The First Minister Mark Drakeford has said that he feels “great dismay” after his calls for travel restrictions on those in high infection areas of England were once again ignored.
Drakeford attended a COBRA meeting earlier today chaired by the Prime Minister, to discuss the proposed introduction of a ‘tiered’ system of local restrictions in England.
In the meeting, the Prime Minister Boris Johnson said that he would not make it illegal to leave high infection parts of England.
Later Drakeford said he expressed “deep disappointment” at the “inadequate proposals” for travel restrictions in high infection areas in England, and said these would be met with “great dismay” in many parts of Wales where infection rates are lower.
The Welsh Government will meet later to discuss whether to take action.
At a press conference today, Health Minister Vaughan Gething claimed there had been “an importation of coronavirus cases from contact with some of those high prevalence areas in England”.
“We will meet later today and we will then make choices given that their doesn’t appear to be a resolution of this with England over those areas,” he said.
“Sadly, the Prime Minister has chosen not to act so we will make the choices here in Wales.”
People from England and Wales are currently not allowed to stop in or leave seventeen areas of Wales that are currently under local lockdown restrictions without a reasonable excuse, but can travel freely to those areas under national restrictions.
Last week the Welsh Government confirmed that it was considering using its powers to stop travel from parts of England with a high number of Covid-19 to cases to Wales.

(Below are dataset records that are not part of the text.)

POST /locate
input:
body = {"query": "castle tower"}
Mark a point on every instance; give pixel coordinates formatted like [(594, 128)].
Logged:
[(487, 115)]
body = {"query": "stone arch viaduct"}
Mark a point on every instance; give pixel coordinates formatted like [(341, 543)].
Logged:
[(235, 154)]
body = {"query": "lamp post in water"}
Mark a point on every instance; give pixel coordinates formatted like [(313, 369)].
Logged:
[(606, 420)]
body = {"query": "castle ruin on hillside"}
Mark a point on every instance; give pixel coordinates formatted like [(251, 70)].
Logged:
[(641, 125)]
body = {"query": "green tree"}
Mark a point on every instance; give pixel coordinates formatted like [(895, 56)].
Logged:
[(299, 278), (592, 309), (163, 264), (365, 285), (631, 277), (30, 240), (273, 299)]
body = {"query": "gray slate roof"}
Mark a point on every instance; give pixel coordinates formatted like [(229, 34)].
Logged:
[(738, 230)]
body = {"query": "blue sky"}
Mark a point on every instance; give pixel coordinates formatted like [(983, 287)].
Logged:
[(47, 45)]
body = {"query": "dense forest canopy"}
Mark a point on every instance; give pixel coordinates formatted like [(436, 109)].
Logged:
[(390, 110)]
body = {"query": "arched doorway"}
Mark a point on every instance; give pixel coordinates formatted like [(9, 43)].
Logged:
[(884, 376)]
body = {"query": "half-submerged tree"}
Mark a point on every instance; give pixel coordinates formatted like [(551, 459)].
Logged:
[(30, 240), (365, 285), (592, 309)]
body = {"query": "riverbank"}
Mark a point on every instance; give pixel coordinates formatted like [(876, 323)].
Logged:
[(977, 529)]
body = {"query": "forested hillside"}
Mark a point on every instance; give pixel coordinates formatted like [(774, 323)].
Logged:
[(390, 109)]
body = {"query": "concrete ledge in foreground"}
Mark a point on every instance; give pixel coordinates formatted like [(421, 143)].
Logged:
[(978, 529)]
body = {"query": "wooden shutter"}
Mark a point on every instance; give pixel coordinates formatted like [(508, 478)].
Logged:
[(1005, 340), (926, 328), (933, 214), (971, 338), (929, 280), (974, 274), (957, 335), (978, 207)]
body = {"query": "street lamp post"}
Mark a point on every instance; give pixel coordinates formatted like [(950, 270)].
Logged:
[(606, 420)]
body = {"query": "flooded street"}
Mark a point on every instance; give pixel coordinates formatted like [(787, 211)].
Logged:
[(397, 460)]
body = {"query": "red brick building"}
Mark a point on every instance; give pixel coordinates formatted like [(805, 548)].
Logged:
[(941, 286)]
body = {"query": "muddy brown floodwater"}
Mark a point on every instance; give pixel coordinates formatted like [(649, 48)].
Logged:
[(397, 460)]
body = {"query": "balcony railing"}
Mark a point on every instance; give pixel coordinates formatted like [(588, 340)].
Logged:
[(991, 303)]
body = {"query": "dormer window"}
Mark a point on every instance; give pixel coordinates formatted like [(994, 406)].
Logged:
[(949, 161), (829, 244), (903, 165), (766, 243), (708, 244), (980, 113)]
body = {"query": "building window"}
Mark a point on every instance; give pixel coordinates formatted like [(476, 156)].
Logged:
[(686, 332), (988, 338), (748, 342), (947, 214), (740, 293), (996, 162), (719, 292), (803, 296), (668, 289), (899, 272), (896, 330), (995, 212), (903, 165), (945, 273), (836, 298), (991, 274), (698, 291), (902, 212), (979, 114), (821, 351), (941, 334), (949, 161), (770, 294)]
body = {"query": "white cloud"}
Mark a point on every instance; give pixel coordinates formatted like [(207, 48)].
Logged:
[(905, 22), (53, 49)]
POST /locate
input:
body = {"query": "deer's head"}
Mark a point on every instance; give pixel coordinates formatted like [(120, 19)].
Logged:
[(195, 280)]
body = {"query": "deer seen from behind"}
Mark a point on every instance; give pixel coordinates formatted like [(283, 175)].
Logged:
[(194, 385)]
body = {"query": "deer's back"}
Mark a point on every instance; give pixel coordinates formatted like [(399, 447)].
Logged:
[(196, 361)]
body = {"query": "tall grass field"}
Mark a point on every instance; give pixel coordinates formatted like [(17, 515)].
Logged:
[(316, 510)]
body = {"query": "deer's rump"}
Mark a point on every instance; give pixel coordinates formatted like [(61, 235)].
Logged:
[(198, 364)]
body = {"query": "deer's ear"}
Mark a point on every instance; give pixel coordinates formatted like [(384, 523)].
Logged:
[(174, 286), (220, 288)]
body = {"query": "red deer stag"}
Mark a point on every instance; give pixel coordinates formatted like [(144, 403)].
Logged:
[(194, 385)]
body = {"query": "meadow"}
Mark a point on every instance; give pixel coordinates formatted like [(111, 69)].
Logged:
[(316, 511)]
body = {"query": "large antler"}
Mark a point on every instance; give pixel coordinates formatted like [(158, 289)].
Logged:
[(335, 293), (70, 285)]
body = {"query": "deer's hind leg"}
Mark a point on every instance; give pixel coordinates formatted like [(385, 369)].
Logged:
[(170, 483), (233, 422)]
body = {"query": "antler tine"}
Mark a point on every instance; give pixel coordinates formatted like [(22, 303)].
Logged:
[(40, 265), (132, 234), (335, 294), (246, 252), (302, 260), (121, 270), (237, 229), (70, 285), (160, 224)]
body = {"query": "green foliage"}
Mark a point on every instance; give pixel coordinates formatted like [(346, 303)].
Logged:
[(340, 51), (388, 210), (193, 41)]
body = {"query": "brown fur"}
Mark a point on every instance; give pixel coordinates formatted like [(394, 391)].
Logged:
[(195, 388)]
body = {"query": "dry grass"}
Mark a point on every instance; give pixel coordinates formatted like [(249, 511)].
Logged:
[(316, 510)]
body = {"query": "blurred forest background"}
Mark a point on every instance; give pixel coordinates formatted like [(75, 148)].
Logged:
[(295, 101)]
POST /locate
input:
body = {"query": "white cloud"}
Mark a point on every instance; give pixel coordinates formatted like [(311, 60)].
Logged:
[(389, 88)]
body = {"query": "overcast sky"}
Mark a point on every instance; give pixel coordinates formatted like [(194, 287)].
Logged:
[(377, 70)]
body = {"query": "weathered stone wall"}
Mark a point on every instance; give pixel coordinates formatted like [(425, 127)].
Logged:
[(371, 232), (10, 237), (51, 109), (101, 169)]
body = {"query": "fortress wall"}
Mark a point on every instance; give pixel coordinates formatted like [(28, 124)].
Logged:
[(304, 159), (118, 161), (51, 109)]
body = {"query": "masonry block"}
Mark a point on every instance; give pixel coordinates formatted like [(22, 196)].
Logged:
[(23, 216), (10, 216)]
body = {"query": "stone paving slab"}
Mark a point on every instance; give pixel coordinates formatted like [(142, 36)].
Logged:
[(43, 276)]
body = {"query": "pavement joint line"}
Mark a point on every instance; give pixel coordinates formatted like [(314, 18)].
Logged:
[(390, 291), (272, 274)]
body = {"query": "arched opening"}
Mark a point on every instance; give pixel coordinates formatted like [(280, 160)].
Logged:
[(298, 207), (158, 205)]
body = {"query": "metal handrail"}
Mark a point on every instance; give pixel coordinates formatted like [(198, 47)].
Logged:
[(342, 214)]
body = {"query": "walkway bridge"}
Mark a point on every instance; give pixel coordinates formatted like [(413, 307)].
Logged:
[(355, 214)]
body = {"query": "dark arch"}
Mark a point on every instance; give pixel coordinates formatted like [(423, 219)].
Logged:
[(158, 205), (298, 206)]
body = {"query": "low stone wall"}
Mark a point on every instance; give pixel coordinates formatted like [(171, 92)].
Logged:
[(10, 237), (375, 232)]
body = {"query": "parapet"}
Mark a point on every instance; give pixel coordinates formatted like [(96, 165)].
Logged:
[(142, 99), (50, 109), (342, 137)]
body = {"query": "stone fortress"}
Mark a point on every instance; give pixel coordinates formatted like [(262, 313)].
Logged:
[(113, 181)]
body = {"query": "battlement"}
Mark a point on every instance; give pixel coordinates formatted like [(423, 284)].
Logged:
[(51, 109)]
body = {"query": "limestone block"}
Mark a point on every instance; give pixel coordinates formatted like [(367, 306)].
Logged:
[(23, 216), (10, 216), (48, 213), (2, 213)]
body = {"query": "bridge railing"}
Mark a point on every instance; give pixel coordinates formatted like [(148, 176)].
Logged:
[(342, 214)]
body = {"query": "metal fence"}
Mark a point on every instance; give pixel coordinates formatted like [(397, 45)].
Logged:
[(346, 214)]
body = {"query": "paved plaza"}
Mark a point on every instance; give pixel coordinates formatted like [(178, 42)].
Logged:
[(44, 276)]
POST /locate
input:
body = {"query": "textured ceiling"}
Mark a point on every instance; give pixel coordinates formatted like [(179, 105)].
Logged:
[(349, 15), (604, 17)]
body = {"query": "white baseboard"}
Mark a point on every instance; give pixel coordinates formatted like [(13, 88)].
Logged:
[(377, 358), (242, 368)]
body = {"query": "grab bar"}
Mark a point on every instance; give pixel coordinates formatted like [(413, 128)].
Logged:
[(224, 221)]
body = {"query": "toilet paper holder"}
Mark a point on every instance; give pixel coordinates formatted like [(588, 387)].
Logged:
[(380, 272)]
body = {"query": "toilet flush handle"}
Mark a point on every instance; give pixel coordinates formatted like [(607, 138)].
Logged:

Wales’ Health Minister Vaughan Gething said that he did not watch to take a “whole nation” approach and stop anyone from England travelling to Wales.
However, he said that after Boris Johnson rebuffed First Minister Mark Drakeford’s appeal to stop people from locked-down areas of England coming to Wales, they were “actively considering” the options.
Vaughan Gething said that he had met with Mark Drakeford that morning to discuss how it could be done.
“If people from areas with a high instance of coronavirus such as Liverpool come to areas with low levels and mix in the same pubs there is a risk of transmission,” he said.
However, he said there was “no good reason” to prevent someone from a low incidence area such as Devon travelling to Pembrokeshire.